Bob and Robin already told those stories, and sadly there has not been enough progress to document in the time since. It’s not only the failure of the plantations—Kilima barely producing, Kaugum surrendered to the green tendrils of the bush. “There’s just been a gradual decline,” Bob says. At the time of his trip, Mount Hagen was like “a coiled spring,” ready to snap, and the Nebilyer Valley had been institutionally abandoned. There was no government presence to speak of. The roads still weren’t paved. The staff at Mount Hagen’s hospital had recently gone on strike after raw sewage leaked into an operating room. There was a new local primary school—the money to build it came from an Australian aid group—but the teacher wasn’t paid for three years, and there were no desks, chairs or books.
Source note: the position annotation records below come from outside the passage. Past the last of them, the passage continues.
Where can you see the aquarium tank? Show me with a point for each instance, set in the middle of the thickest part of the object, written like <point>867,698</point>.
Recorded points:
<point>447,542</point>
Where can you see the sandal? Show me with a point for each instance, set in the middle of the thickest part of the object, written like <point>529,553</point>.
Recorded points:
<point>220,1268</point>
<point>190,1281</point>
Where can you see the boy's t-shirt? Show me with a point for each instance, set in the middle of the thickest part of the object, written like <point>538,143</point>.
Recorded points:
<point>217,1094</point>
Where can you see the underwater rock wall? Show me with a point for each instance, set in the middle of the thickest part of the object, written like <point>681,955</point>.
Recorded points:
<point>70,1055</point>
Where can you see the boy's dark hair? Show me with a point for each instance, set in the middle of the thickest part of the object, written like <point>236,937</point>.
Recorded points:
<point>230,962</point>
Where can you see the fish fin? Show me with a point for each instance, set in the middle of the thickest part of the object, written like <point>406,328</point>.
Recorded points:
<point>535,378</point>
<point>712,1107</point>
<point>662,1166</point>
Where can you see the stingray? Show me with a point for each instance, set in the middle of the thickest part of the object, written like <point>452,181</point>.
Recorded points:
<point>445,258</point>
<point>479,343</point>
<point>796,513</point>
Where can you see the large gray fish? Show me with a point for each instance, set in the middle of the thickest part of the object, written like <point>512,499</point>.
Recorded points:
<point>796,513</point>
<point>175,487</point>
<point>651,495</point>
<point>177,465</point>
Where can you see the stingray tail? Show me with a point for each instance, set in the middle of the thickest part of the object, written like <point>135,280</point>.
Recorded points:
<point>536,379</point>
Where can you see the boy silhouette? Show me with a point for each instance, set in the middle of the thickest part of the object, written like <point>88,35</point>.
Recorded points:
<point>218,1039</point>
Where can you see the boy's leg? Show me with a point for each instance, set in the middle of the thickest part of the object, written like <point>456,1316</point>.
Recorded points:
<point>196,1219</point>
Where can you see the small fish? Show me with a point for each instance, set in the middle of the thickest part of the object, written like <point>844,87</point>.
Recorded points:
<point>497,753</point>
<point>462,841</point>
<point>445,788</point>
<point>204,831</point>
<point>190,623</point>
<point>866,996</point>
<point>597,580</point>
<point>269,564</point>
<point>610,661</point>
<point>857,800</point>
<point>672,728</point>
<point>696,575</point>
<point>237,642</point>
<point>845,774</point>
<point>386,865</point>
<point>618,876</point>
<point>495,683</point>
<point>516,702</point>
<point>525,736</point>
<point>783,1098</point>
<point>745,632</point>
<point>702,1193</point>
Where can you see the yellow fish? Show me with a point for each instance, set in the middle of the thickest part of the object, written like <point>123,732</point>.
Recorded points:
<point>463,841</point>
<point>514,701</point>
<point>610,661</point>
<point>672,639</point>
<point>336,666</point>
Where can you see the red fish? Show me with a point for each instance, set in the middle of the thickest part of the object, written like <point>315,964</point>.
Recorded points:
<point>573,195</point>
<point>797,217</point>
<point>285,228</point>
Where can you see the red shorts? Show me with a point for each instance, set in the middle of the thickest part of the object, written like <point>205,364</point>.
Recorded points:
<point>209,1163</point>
And yet Bob saw a fundamental hope in that fact. “That teacher was still there,” he says. “Why? Because he’s a Ganiga, and he had some land and his wife grew some sweet potatoes and that’s all he needed.” And it’s true: despite widespread poverty and a lack of public services or economic opportunity, 75 percent of Papua New Guinea is estimated to be self-sufficient in food and housing. It is a country where the government is largely irrelevant, and the population has learned to fend for itself.
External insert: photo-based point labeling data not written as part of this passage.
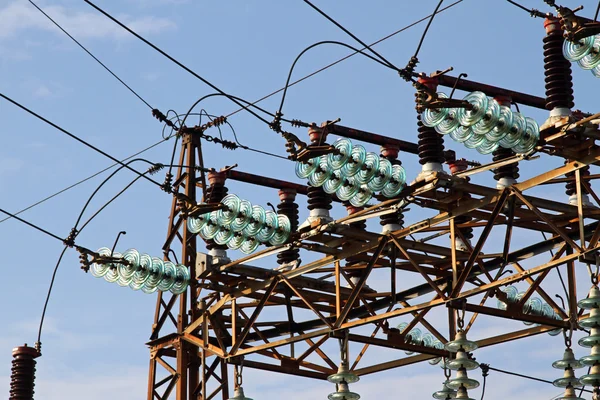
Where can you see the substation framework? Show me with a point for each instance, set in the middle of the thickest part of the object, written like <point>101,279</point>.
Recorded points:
<point>239,312</point>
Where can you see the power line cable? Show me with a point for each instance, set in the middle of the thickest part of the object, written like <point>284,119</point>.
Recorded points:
<point>346,57</point>
<point>175,61</point>
<point>91,146</point>
<point>351,34</point>
<point>91,55</point>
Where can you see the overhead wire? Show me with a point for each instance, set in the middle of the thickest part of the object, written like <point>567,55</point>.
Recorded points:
<point>77,138</point>
<point>91,55</point>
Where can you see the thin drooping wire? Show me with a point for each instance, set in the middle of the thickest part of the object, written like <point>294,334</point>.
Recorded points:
<point>367,47</point>
<point>91,55</point>
<point>427,28</point>
<point>91,146</point>
<point>83,180</point>
<point>55,271</point>
<point>346,57</point>
<point>122,25</point>
<point>287,82</point>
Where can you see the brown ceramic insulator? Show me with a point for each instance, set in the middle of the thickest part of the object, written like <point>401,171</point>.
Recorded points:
<point>22,378</point>
<point>557,69</point>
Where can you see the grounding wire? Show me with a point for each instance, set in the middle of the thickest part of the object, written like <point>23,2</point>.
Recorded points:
<point>346,57</point>
<point>287,82</point>
<point>122,25</point>
<point>367,47</point>
<point>91,55</point>
<point>91,146</point>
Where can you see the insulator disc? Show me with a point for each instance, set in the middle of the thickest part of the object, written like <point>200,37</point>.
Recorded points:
<point>432,117</point>
<point>333,183</point>
<point>343,148</point>
<point>487,147</point>
<point>576,51</point>
<point>592,59</point>
<point>382,177</point>
<point>348,189</point>
<point>168,280</point>
<point>355,162</point>
<point>514,135</point>
<point>257,221</point>
<point>112,275</point>
<point>479,101</point>
<point>232,205</point>
<point>461,134</point>
<point>530,137</point>
<point>236,241</point>
<point>249,246</point>
<point>141,275</point>
<point>320,175</point>
<point>369,169</point>
<point>283,232</point>
<point>182,279</point>
<point>212,227</point>
<point>397,183</point>
<point>195,224</point>
<point>505,121</point>
<point>304,169</point>
<point>489,120</point>
<point>157,270</point>
<point>269,228</point>
<point>474,141</point>
<point>223,236</point>
<point>363,196</point>
<point>244,217</point>
<point>449,123</point>
<point>99,270</point>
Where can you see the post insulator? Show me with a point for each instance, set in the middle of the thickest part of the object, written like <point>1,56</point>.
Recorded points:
<point>22,378</point>
<point>430,143</point>
<point>289,208</point>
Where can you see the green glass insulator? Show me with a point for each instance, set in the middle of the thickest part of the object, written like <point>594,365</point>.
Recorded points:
<point>212,226</point>
<point>268,230</point>
<point>143,272</point>
<point>369,170</point>
<point>363,196</point>
<point>396,183</point>
<point>531,135</point>
<point>432,117</point>
<point>461,134</point>
<point>515,133</point>
<point>249,246</point>
<point>449,123</point>
<point>195,224</point>
<point>348,190</point>
<point>355,161</point>
<point>487,147</point>
<point>244,217</point>
<point>168,280</point>
<point>339,158</point>
<point>479,101</point>
<point>505,121</point>
<point>320,175</point>
<point>489,120</point>
<point>257,221</point>
<point>382,177</point>
<point>232,205</point>
<point>99,270</point>
<point>283,232</point>
<point>592,59</point>
<point>575,51</point>
<point>304,169</point>
<point>157,271</point>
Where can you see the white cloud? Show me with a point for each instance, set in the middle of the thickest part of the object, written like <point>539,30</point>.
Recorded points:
<point>19,16</point>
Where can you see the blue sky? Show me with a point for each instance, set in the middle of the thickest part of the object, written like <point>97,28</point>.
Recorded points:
<point>93,342</point>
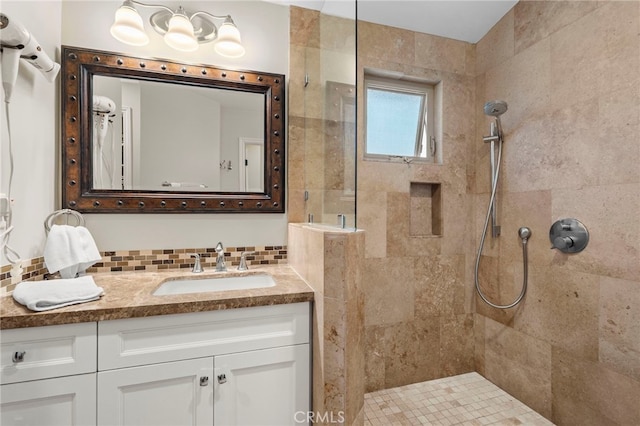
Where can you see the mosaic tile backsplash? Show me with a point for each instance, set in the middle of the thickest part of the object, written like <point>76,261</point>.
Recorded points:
<point>154,260</point>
In a way, then, maybe the Nebilyer Valley hasn’t deteriorated so much as simply reverted. Bob and Robin bore witness to Joe’s experiment in globalization only to see it undone by ancient tribalism. By some standards, tribal society would seem to hold back the highlands from modern economic prosperity; but from another perspective, it’s the thing that holds the place together. Communal traditions and customs and the support systems they cultivate, having functioned for millennia, can’t really be dismantled in less than a century, if ever they should be.
“That,” says Bob, “is the salvation of the place.”